7.4 Migration: Push or Rebuild?
And what happens after switching on? Possibly nothing at all! The operating system has to come from somewhere. Has all the data already been transferred to the SSD via a transfer kit? Then the computer should simply boot up. If this is not the case, then the PC should be booted via a boot medium – usually the Windows or Recovery DVD that was delivered with the computer. If you don’t have a boot medium, you need one. You can also make it yourself, but this is too complex for this article. A boot disk can also be created from the “Backup and Restore” program.
Building the operating system from scratch is a lot of work, but every few years a good idea anyway to increase the performance of the computer. In this case, simply insert the installation disk and the traditional installation begins.

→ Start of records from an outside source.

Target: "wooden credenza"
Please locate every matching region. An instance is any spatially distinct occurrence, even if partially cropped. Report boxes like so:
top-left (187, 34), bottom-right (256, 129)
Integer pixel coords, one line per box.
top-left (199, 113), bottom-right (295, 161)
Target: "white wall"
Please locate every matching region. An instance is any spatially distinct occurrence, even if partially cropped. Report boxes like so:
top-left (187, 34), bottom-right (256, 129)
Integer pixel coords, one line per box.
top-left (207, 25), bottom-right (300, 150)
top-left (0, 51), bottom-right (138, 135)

If you want to install the data from an image, simply insert a Windows DVD or the disk from the “Backup and Restore” program.
7.5 Possible Problems: Eyes on and Through
Many technical advantages of an SSD can only be used if the PC is still reasonably modern. This means: Windows 7, 8 or 10 as operating system, SATA II or SATA III (3 bit or 6 bit) as connection standard. External hard drives must be connected via USB 3.0 in order to exploit their speed advantage.

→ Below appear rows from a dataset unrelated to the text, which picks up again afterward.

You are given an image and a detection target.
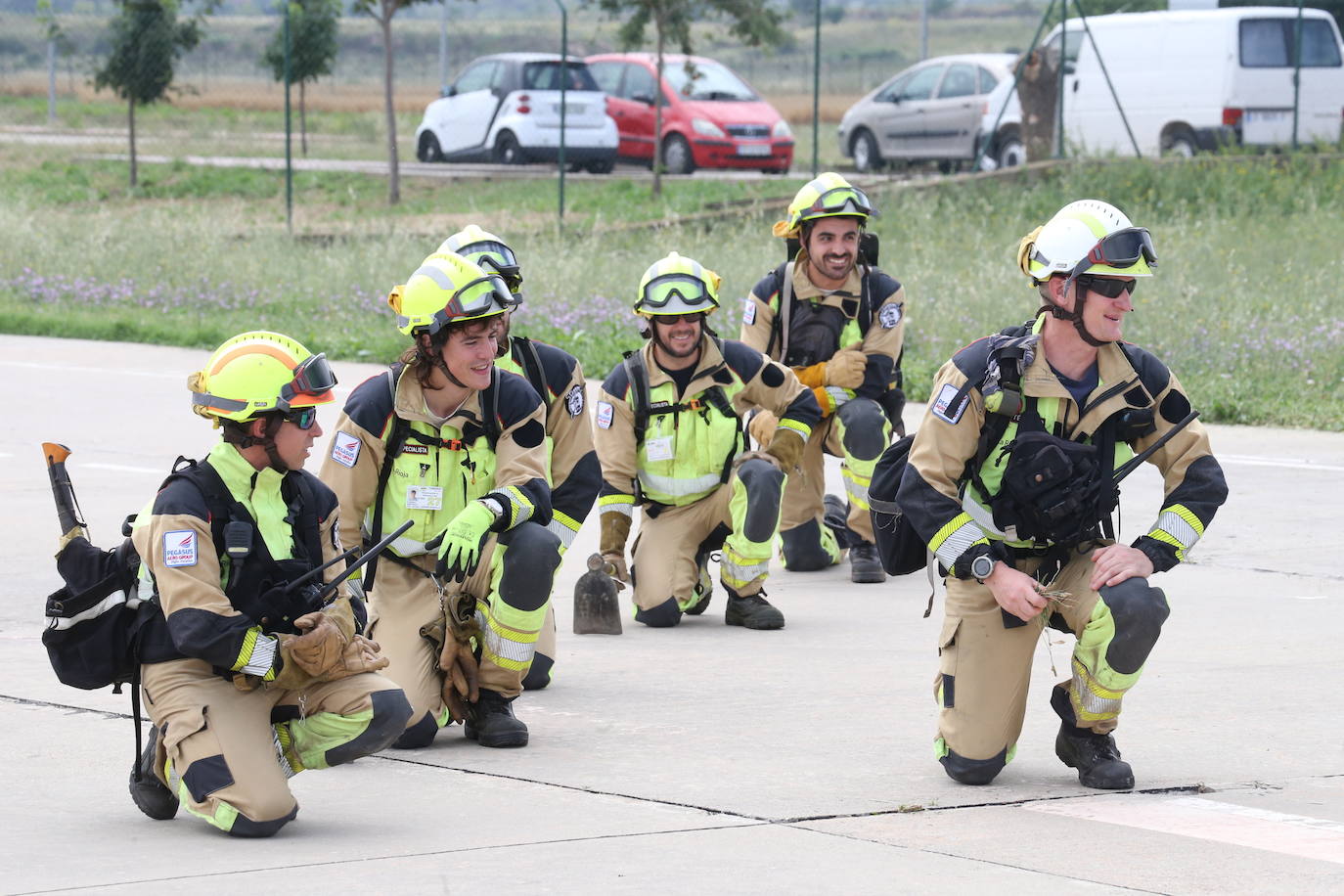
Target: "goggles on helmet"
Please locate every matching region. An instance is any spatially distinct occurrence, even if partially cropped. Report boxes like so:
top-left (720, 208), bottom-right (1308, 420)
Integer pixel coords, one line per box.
top-left (434, 274), bottom-right (518, 331)
top-left (798, 187), bottom-right (877, 222)
top-left (636, 274), bottom-right (718, 312)
top-left (1068, 227), bottom-right (1157, 278)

If, contrary to expectations, something does not work, it quickly becomes complicated, as is usual with computers. Online forums provide information about whether the controller of the SSD and the motherboard do not fit together. If the speed is significantly slower than expected, you may need to check the alignment of the partition. The free tool AS-SSD detects this problem. Basically, laymen should quickly turn to expert friends and acquaintances, or be patient and go to relevant online forums.
8. Frequently Asked Questions (FAQ)
Can an SSD Also Be Operated Externally?
Yes that works! All you have to do here is buy a suitable case and install the memory in it. Most cases incl. cables are already available from £8. The whole thing is then connected to the computer via a USB port. When buying such a case you should pay attention to a fast USB port.

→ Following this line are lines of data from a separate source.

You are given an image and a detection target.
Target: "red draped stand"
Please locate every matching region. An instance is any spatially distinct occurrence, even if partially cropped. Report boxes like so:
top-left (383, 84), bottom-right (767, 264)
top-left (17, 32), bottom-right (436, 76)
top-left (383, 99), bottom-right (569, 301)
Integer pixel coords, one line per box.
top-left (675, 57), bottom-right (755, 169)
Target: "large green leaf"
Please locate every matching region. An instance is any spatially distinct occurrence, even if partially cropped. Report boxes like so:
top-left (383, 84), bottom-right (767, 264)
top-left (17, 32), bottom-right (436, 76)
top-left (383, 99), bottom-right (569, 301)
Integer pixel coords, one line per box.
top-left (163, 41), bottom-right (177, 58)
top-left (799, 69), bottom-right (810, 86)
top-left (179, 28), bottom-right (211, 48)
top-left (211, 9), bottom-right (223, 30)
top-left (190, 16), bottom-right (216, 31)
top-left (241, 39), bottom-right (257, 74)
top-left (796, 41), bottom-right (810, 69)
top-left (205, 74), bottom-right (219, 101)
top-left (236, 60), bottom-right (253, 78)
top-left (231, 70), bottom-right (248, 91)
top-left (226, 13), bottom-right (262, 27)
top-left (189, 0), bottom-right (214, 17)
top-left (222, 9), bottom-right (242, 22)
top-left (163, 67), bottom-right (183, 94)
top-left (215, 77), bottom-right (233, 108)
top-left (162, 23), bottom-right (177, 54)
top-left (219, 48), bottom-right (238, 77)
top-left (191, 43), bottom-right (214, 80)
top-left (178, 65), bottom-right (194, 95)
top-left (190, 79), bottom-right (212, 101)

My SSD Is Not Recognized. What Can I Do?
First of all you should try another SATA port on the mainboard. If this doesn’t help either, a BIOS update is recommended in most cases. Usually, necessary controller driver updates will be provided here. In case of problems it is often helpful to have a look at the homepage of the manufacturer or the manual.
How Often Is an SSD Writable?
SSDs initially suffered from firmware problems and performance degradation. But the times are long gone. In most cases an SSD survives the computer or notebook by far. This can also be seen from the long warranty periods that Samsung and other manufacturers grant their customers. But the exact number of write cycles cannot be predicted. This varies depending on the capacity of the SSD and the amount of data being written.
Should I Defragment the SSD Regularly?
No. Unlike the HDD, an SSD does not have a write and read head. Therefore a defragmentation is completely pointless. Since numerous write and read operations are carried out during the process, it is even rather harmful for the life of the SSD.